Photos provided by Sarah Loehmer
Anderson University hosted the tenth annual Quoth the Raven Tuesday night at 7 p.m. in the Alley, located beside Mocha Joes. Quoth the Raven is an event that is hosted each year to highlight the students and their storytelling from taking the Art of Storytelling course, offered here at Anderson University. This course is designed so that anyone here can take it. It teaches valuable skills in storytelling craftsmanship and extreme vulnerability. The students are able to learn from Lugar, who has professional film credits. They are able to learn how to expel language through verbal and nonverbal cues and create action through their stories to keep audiences engaged. This year’s theme for Quoth the Raven was “A Night of True Stories”.

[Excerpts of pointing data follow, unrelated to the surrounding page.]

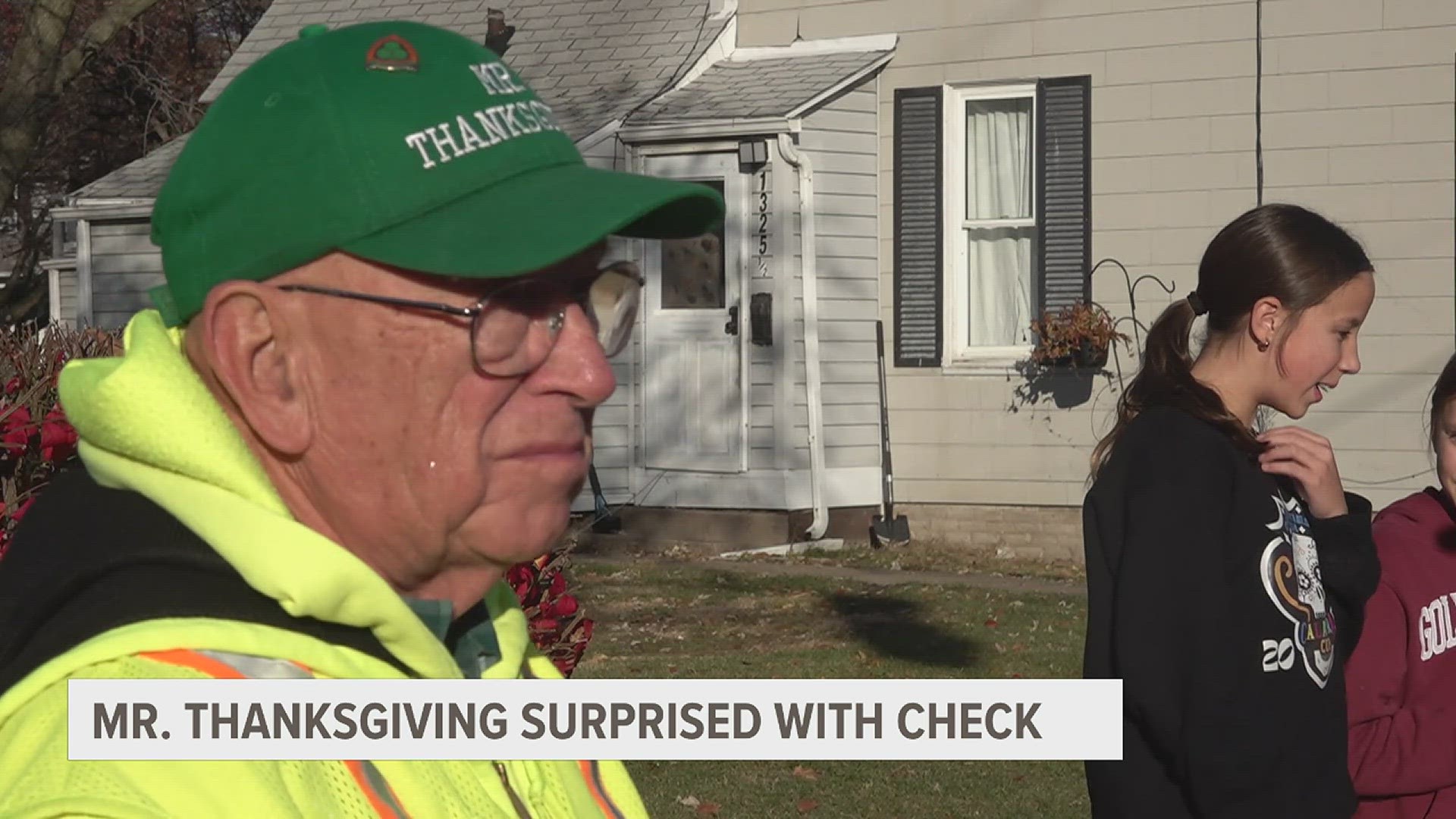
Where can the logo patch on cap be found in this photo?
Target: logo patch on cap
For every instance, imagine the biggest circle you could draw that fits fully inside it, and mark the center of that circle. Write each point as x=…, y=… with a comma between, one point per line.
x=392, y=53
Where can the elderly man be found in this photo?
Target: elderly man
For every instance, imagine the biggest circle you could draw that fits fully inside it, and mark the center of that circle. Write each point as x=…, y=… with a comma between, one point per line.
x=364, y=394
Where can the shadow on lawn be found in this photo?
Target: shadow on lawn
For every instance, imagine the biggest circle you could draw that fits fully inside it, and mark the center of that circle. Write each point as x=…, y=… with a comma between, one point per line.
x=894, y=627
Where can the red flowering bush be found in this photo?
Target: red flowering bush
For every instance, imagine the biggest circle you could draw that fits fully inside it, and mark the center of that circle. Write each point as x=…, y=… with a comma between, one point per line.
x=36, y=441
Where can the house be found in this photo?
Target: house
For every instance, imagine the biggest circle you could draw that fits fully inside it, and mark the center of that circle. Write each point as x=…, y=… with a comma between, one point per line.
x=1131, y=130
x=1125, y=134
x=752, y=381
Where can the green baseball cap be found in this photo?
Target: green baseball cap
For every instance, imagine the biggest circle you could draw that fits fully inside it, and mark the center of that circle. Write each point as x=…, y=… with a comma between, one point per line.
x=400, y=143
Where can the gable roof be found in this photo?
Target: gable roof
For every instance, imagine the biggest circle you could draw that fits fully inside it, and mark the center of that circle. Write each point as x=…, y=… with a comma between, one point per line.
x=595, y=61
x=590, y=60
x=767, y=86
x=136, y=180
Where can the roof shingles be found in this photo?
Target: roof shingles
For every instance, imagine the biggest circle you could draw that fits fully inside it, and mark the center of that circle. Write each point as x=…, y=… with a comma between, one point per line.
x=592, y=61
x=759, y=88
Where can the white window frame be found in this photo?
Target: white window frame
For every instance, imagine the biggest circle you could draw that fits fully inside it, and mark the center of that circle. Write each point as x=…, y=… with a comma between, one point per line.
x=960, y=356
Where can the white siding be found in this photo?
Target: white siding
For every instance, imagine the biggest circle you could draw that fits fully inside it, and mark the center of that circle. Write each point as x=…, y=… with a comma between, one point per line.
x=840, y=142
x=124, y=265
x=1357, y=124
x=64, y=308
x=610, y=428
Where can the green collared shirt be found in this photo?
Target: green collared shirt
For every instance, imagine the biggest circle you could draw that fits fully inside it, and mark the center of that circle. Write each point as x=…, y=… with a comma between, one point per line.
x=471, y=639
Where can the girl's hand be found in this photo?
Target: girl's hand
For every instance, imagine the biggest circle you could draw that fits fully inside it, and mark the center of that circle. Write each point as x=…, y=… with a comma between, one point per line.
x=1310, y=463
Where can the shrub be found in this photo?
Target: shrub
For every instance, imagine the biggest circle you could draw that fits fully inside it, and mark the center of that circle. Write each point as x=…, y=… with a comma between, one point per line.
x=36, y=441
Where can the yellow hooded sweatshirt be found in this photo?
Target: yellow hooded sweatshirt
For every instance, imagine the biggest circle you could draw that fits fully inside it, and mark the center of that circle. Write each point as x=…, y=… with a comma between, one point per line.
x=171, y=556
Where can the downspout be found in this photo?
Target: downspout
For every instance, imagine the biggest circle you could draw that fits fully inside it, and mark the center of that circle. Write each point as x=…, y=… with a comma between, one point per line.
x=811, y=359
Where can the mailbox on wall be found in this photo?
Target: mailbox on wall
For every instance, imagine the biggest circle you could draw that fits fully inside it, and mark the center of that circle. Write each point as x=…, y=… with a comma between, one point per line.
x=761, y=316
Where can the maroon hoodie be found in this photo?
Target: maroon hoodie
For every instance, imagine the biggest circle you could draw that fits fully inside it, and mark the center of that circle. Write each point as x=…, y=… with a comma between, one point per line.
x=1401, y=679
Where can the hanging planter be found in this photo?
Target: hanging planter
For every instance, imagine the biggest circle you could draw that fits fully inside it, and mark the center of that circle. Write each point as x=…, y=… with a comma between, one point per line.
x=1078, y=335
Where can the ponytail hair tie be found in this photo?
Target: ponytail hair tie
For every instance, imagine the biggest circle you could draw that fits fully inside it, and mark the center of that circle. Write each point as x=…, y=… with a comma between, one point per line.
x=1196, y=302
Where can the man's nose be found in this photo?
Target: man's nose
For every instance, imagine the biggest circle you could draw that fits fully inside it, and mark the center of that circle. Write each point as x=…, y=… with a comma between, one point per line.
x=577, y=365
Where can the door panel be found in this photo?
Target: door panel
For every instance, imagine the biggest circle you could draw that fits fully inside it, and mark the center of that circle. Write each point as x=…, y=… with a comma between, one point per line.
x=693, y=413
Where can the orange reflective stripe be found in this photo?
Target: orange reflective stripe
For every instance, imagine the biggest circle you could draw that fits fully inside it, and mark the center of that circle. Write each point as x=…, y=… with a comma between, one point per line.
x=588, y=771
x=196, y=662
x=384, y=803
x=382, y=798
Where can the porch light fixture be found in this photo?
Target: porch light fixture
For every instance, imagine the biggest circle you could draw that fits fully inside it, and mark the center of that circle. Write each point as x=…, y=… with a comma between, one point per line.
x=753, y=152
x=497, y=34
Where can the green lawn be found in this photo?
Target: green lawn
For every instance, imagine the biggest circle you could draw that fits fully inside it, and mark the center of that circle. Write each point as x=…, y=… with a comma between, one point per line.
x=704, y=623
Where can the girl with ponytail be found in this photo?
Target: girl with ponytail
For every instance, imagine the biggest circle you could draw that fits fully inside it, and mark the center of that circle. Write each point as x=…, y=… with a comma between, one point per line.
x=1228, y=569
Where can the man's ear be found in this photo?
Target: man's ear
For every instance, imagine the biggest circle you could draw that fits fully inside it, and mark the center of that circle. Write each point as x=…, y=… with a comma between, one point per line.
x=254, y=356
x=1264, y=321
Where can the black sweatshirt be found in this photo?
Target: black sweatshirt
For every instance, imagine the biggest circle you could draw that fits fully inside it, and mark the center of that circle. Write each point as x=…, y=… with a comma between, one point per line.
x=1204, y=596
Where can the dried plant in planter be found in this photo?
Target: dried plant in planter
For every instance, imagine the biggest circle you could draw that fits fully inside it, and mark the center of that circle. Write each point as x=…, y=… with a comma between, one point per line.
x=36, y=438
x=1079, y=335
x=36, y=441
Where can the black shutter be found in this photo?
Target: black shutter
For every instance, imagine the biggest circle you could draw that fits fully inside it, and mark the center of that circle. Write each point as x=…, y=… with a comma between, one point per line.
x=919, y=226
x=1065, y=115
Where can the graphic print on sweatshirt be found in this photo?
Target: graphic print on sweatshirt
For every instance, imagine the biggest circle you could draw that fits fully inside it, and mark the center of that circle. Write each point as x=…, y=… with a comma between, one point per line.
x=1291, y=572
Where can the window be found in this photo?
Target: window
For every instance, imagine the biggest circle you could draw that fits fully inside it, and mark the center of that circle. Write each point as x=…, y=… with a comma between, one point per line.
x=992, y=218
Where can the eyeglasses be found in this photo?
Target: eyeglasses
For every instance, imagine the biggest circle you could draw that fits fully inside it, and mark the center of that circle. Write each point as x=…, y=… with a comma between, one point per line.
x=514, y=328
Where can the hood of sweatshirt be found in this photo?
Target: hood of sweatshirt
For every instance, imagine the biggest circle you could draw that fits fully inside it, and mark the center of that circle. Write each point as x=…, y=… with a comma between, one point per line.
x=1423, y=521
x=174, y=523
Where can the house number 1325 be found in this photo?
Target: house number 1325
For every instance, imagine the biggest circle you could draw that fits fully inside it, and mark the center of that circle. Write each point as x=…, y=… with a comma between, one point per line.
x=762, y=216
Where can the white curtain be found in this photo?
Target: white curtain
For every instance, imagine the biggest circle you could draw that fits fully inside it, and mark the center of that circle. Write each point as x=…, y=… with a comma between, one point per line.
x=998, y=186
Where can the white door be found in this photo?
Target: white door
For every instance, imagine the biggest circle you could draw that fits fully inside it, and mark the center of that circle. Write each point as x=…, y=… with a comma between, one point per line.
x=693, y=401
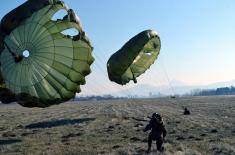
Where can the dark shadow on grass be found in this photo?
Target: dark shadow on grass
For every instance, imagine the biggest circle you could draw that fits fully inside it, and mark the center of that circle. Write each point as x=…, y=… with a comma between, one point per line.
x=9, y=141
x=56, y=123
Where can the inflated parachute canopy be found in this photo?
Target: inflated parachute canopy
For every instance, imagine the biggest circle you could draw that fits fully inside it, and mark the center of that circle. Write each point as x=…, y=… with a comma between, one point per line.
x=41, y=66
x=134, y=58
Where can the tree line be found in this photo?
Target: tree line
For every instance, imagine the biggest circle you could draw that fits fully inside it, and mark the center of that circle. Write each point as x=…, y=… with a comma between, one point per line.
x=213, y=92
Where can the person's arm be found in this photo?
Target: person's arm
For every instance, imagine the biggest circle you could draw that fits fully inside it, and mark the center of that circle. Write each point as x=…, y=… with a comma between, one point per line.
x=148, y=127
x=164, y=131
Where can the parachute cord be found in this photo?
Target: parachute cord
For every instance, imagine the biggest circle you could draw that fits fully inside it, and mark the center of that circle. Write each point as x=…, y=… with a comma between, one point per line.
x=167, y=77
x=16, y=58
x=134, y=78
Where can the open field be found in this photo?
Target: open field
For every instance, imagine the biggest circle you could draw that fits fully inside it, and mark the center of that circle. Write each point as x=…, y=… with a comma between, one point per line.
x=115, y=127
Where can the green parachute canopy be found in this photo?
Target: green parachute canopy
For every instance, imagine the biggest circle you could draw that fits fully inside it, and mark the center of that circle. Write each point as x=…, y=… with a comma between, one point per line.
x=41, y=66
x=134, y=58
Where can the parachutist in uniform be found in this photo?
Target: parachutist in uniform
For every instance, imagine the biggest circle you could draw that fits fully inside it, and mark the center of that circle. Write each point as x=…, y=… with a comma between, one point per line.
x=158, y=132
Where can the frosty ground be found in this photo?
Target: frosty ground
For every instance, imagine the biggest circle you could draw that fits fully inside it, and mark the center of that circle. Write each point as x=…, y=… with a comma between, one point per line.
x=115, y=127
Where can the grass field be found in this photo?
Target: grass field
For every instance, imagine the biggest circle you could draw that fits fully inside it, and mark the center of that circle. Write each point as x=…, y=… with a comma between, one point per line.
x=115, y=127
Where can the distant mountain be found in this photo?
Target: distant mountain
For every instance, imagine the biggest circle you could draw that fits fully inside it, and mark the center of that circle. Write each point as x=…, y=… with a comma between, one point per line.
x=175, y=88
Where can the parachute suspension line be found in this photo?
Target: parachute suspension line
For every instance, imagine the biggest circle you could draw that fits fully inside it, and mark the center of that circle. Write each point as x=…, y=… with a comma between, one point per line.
x=16, y=57
x=133, y=75
x=167, y=77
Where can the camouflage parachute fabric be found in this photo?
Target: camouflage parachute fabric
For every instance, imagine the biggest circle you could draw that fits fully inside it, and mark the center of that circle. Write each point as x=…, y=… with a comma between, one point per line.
x=134, y=58
x=56, y=64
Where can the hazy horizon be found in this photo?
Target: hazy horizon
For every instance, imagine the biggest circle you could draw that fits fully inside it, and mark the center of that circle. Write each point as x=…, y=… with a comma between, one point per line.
x=197, y=39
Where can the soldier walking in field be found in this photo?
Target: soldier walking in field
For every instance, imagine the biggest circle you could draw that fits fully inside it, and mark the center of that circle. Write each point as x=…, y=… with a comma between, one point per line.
x=158, y=132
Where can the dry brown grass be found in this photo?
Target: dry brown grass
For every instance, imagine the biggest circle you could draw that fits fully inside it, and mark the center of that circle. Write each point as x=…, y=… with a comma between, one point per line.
x=115, y=127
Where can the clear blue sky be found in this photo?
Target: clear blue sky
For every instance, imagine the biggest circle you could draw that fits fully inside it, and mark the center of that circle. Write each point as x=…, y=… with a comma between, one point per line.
x=198, y=37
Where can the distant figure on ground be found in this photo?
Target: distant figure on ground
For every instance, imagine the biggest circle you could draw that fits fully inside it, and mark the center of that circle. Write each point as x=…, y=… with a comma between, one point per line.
x=158, y=132
x=186, y=111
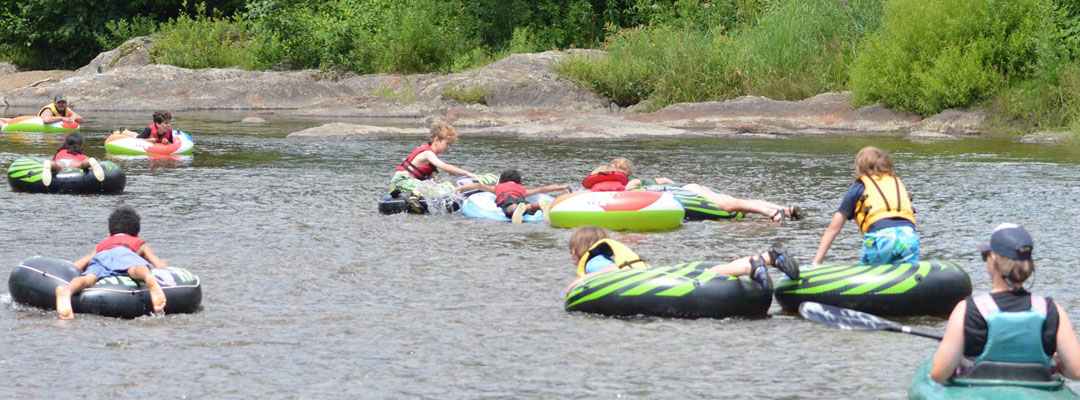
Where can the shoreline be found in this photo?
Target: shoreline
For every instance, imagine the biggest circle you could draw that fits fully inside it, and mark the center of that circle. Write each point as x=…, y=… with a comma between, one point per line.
x=520, y=95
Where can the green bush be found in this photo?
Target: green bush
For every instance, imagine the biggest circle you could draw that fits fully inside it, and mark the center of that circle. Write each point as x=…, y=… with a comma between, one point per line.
x=120, y=30
x=796, y=49
x=466, y=95
x=929, y=56
x=205, y=42
x=1048, y=103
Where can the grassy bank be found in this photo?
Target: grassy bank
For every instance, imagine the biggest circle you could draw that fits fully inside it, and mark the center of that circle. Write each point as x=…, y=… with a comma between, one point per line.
x=1017, y=60
x=1020, y=60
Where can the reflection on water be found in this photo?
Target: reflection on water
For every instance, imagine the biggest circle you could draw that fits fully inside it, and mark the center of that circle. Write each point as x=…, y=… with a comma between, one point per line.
x=310, y=293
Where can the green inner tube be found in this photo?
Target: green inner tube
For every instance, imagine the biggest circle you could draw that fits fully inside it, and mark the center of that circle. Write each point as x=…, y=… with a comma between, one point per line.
x=687, y=290
x=930, y=288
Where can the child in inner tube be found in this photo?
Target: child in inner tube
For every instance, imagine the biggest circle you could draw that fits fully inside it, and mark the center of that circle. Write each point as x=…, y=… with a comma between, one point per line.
x=510, y=196
x=595, y=253
x=729, y=203
x=1009, y=324
x=881, y=208
x=160, y=131
x=70, y=156
x=422, y=163
x=122, y=253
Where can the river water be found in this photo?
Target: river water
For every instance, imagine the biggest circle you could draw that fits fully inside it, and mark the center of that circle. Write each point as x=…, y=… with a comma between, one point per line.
x=309, y=292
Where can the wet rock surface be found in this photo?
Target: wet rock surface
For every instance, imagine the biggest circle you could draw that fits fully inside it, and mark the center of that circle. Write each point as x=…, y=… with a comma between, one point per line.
x=520, y=95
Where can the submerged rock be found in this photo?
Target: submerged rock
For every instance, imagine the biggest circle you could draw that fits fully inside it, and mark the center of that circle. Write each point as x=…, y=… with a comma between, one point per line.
x=350, y=130
x=132, y=53
x=929, y=136
x=253, y=121
x=1045, y=137
x=953, y=122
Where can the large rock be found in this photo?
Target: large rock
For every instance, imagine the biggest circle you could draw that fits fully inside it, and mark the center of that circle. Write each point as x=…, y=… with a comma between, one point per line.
x=120, y=80
x=518, y=81
x=584, y=127
x=7, y=68
x=132, y=53
x=953, y=122
x=828, y=112
x=484, y=117
x=162, y=87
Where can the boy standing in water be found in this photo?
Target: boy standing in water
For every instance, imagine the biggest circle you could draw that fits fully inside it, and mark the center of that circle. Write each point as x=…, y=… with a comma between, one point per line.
x=422, y=163
x=881, y=207
x=122, y=253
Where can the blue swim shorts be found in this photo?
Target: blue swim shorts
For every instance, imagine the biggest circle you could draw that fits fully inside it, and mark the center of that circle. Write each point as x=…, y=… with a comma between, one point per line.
x=890, y=245
x=113, y=263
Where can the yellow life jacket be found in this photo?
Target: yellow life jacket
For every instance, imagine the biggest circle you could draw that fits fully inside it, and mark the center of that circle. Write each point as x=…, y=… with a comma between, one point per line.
x=885, y=197
x=52, y=107
x=618, y=252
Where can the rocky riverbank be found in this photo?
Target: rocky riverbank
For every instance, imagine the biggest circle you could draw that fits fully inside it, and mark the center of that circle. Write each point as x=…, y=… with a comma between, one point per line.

There were a lot of students in attendance and it was a packed house. The people who presented their stories ranged from cinema and media arts majors to education, and even basketball players. Jack Lugar, the host and professor of cinema and media arts, said at the start of the event, “In this experience, it will be nice to have an audience available and supporting friends and hearing their true stories.”
The audience was not prepared for some of the stories that were about to take place. One may not think of a story about super smash bros ultimate and an elementary kid, but that was exactly what Cohen Miller told the audience. Intrigued, they were at the edge of their seats wondering exactly how he achieved losing to a child for so many years playing a video game. Deacon, the elementary student, was a tough competitor as Cohen recalls, “The look of sadness that he had on his face that his competition was leaving {graduating high school}was sad, but his expression made it even sadder.” He has vivid memories of this event and the moral of the story was to have the people in attendance remember that your “greatest enemy” was never your enemy or arch nemesis at all.
This story was just the beginning, as the audience was intrigued to hear what the next storyteller had in store. It was Kenny Troutman. Someone who everyone knows is a phenomenal basketball player on the court. Nobody expected that the phrase “everybody knows when you need to take a number 2 there’s 2 farts” would ever exit Kenny’s mouth. But it did, and not only did the audience laugh hysterically at that moment, but also the moral of that story was to “never ignore the number 2 fart” which after that story is something that will definitely be remembered for a while.
As the night was beginning to come to an end, we heard some more stories about relating imaginary friends to the VeggieTales cartoon from Jedidiah McCallister, Uriel Peters probably chasing a butterfly and Gabby Hosier telling a story about how sometimes when you keep talking and “no one is listening” that is a blessing in disguise. There was something for everyone, and all will certainly remember the time when friends told true stories that will be remembered forever, even if you learned way more about them than you’ve ever known before.